I imply. I suggest. I leave space.

For a long time I wondered if that was restraint or hesitation. Then someone close to me said something that stayed. There has to be Nazakat in the way we live, express and behave.
That word carries weight. It is not weakness. It is refinement. It is knowing when to stop. It is sensing when enough has been said.
We live in a time of excess. Excess words. Excess opinions. Excess display. The loudest voice often wins. The most dramatic gesture gets attention. Subtlety struggles.
Yet there is power in understatement.
When you imply, you invite the other person in. You trust them to meet you halfway. You allow interpretation. You respect their intelligence. Being explicit closes that gap. It leaves little room to breathe.
In art, I have always leaned towards suggestion. A work that shouts rarely stays with me. A work that whispers makes me move closer. It asks for effort. That effort creates intimacy.
In life it is the same. Nazakat is in how you speak to someone when you disagree. It is in how you dress without trying too hard. It is in how you carry success without announcing it. It is in how you leave a room without making a scene.
Understatement is often misunderstood as lack. It is not. It is control.

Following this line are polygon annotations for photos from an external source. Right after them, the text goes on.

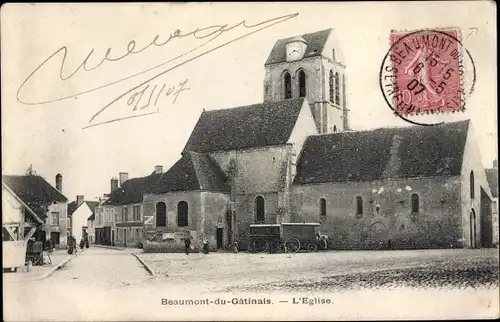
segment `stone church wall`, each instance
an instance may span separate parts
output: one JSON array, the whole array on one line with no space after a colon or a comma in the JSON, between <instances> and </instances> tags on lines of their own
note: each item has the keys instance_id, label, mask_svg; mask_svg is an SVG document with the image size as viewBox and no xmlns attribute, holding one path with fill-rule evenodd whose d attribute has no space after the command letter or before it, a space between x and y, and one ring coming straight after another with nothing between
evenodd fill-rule
<instances>
[{"instance_id":1,"label":"stone church wall","mask_svg":"<svg viewBox=\"0 0 500 322\"><path fill-rule=\"evenodd\" d=\"M223 248L227 247L228 233L231 230L229 223L226 220L226 215L229 210L229 195L218 192L202 192L202 213L203 213L203 230L199 230L200 237L207 238L210 248L217 248L217 229L222 229Z\"/></svg>"},{"instance_id":2,"label":"stone church wall","mask_svg":"<svg viewBox=\"0 0 500 322\"><path fill-rule=\"evenodd\" d=\"M412 193L419 196L416 214ZM324 217L320 198L326 199ZM463 247L460 177L294 185L291 203L292 222L320 222L335 249L383 249L389 240L391 248Z\"/></svg>"},{"instance_id":3,"label":"stone church wall","mask_svg":"<svg viewBox=\"0 0 500 322\"><path fill-rule=\"evenodd\" d=\"M179 227L177 225L177 205L180 201L186 201L188 204L188 226ZM156 226L156 205L164 202L167 208L167 227ZM202 227L202 197L201 192L174 192L161 195L144 195L144 218L153 216L150 225L145 225L148 230L154 230L158 239L162 240L164 234L171 251L182 251L184 249L184 235L187 231L191 233L192 242L200 243L199 228Z\"/></svg>"},{"instance_id":4,"label":"stone church wall","mask_svg":"<svg viewBox=\"0 0 500 322\"><path fill-rule=\"evenodd\" d=\"M479 153L479 147L475 139L474 130L472 125L469 125L469 135L467 136L467 142L465 144L464 150L464 160L462 164L462 221L464 223L464 243L466 247L480 247L482 244L481 237L485 233L489 233L490 244L491 244L491 227L492 223L492 207L490 206L489 211L485 211L484 205L481 204L481 189L483 189L488 196L486 199L491 203L491 191L486 179L486 174L484 172L484 167L481 163L481 155ZM474 198L471 198L470 194L470 173L474 172ZM483 200L483 203L486 200ZM471 212L475 213L475 224L471 222ZM489 213L488 213L489 212ZM471 242L471 224L475 226L475 243ZM486 226L486 227L485 227ZM483 232L482 228L485 228ZM490 247L491 245L485 245Z\"/></svg>"}]
</instances>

To underdo requires confidence. You must be comfortable with being overlooked at times. You must be willing to let impact unfold slowly rather than instantly. That is a longer game.
I would rather be remembered for quiet depth than for noise.
There is grace in restraint. There is dignity in holding back. There is strength in choosing suggestion over declaration.
If that is Nazakat, then I will continue to practise it.